Da molti anni desideravo scrivere dei Finzi-Contini – di Micòl e di Alberto, del professor Ermanno e della signora Olga – e di quanti altri abitavano o come me frequentavano la casa di corso Ercole I d’Este, a Ferrara, poco prima che scoppiasse l’ultima guerra. Ma l’impulso, la spinta a farlo veramente, li ebbi soltanto un anno fa, una domenica d’aprile del 1957.

Una lacuna che dovevo colmare. Non credevo, francamente, che potesse colmarmi a sua volta di tanta bellezza.

Dunque. Secondo me il miracolo di Bassani in questo romanzo è aver saputo imbastire un melò misurato, palpitante ma credibile, calligrafico fino al dettaglio e perciò umano, immergendolo nella Storia e nell’imminenza della tragedia. Di Storia e tragedia parlarci, quindi, ma da una prospettiva antiretorica, letteraria, capace di arrivare al cuore senza filtri ideologici e con tutte le impurità di una narrazione che non prende posizione ma te lo chiede con la pura forza – appunto – del narrare.

«Si capisce», rispose. «I morti da poco sono più vicini a noi, e appunto per questo gli vogliamo più bene. Gli etruschi, vedi, è tanto tempo che sono morti» – e di nuovo stava raccontando una favola –, «che è come se non siano mai vissuti, come se siano sempre stati morti».
[…] toccò a Giannina impartire la sua lezione.
«Però adesso che dici così», proferì dolcemente, «mi fai pensare che anche gli etruschi sono vissuti, invece, e voglio bene anche a loro come a tutti gli altri».

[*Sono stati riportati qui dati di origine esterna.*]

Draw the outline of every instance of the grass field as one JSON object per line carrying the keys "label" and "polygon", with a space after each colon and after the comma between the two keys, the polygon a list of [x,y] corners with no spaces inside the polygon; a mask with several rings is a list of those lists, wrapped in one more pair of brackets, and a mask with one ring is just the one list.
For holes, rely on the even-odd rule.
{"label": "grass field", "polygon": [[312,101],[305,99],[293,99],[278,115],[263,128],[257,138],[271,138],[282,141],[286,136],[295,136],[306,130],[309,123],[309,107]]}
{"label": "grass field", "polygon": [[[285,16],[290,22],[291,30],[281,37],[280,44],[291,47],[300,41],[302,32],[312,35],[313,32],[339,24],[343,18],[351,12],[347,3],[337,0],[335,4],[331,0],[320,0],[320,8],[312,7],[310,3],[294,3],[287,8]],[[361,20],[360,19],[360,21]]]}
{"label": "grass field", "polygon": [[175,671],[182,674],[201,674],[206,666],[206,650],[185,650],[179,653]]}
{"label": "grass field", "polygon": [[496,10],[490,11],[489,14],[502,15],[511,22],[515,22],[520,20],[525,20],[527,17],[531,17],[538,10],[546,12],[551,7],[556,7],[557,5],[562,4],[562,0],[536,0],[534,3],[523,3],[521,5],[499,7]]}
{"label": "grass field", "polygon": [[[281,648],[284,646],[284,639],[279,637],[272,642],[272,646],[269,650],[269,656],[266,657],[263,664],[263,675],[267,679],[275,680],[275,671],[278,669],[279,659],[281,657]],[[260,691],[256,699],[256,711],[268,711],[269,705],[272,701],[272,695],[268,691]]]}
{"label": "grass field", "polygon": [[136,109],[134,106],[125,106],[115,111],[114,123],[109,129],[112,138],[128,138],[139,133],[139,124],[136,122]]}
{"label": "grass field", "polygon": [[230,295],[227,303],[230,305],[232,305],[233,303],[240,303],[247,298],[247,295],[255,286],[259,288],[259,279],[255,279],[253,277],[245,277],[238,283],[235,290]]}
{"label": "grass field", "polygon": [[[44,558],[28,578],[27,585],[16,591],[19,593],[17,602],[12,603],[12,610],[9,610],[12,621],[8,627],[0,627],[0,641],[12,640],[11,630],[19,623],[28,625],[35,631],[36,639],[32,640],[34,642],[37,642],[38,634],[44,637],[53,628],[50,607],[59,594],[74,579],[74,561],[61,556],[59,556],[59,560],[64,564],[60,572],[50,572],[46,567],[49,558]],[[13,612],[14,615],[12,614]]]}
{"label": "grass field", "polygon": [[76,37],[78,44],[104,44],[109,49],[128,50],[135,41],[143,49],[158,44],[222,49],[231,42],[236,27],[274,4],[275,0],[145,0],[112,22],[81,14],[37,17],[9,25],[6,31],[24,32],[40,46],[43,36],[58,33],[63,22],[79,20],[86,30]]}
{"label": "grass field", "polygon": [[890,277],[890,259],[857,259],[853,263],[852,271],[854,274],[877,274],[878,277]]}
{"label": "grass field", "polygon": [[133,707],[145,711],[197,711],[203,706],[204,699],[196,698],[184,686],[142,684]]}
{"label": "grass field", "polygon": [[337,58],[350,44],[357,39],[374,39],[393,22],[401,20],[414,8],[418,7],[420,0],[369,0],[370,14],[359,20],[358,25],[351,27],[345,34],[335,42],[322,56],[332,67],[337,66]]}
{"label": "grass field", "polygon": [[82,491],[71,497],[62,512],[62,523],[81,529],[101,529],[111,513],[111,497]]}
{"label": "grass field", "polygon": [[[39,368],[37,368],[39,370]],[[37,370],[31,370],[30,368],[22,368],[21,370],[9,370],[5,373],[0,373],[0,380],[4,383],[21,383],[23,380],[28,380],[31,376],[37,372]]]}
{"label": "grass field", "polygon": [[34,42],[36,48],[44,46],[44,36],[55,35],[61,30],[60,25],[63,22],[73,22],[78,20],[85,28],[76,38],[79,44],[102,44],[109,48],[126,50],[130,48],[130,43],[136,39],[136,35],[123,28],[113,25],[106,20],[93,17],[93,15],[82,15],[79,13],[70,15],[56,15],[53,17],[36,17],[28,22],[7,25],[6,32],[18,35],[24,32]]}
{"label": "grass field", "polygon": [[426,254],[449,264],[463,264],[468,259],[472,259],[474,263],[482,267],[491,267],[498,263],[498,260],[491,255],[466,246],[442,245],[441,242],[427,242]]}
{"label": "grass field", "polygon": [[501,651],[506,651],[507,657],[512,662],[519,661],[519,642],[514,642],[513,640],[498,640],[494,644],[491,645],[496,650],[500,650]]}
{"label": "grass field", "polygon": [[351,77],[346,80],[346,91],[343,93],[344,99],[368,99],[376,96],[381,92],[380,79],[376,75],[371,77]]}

La cornice di prologo ed epilogo sono le colonne dell’architrave, la cui sommità è il realismo prima che la storicizzazione, la disponibilità della memoria a farsi affresco, pur concentrandosi nello spazio intimo, quasi raccolto, del tormento esistenziale e sentimentale del protagonista. Le vicende della fine degli anni Trenta (le leggi razziali, i venti di guerra) permeano il vissuto, sono una perturbazione della normalità che non la rendono meno normale, salvo portare a lacerazioni improvvise nel tessuto delle consuetudini, soffocando progressivamente (persino fisicamente) l’orizzonte delle aspettative e rendendo infine evidente lo scivolare nella catastrofe. Tutto è perduto, quindi niente è perduto: la frase di Stendhal inoltrata alla bella, brillante e indipendente Micòl nel disperato tentativo di ricucire un amore mai realmente sbocciato, è il monito che pervade il libro in ogni sua pagina. Non c’è scampo dalla memoria. No, non c’è scampo. E dimenticare può essere – è – una specie di condanna.

Era il ‘nostro’ vizio questo: d’andare avanti con le teste sempre voltate all’indietro.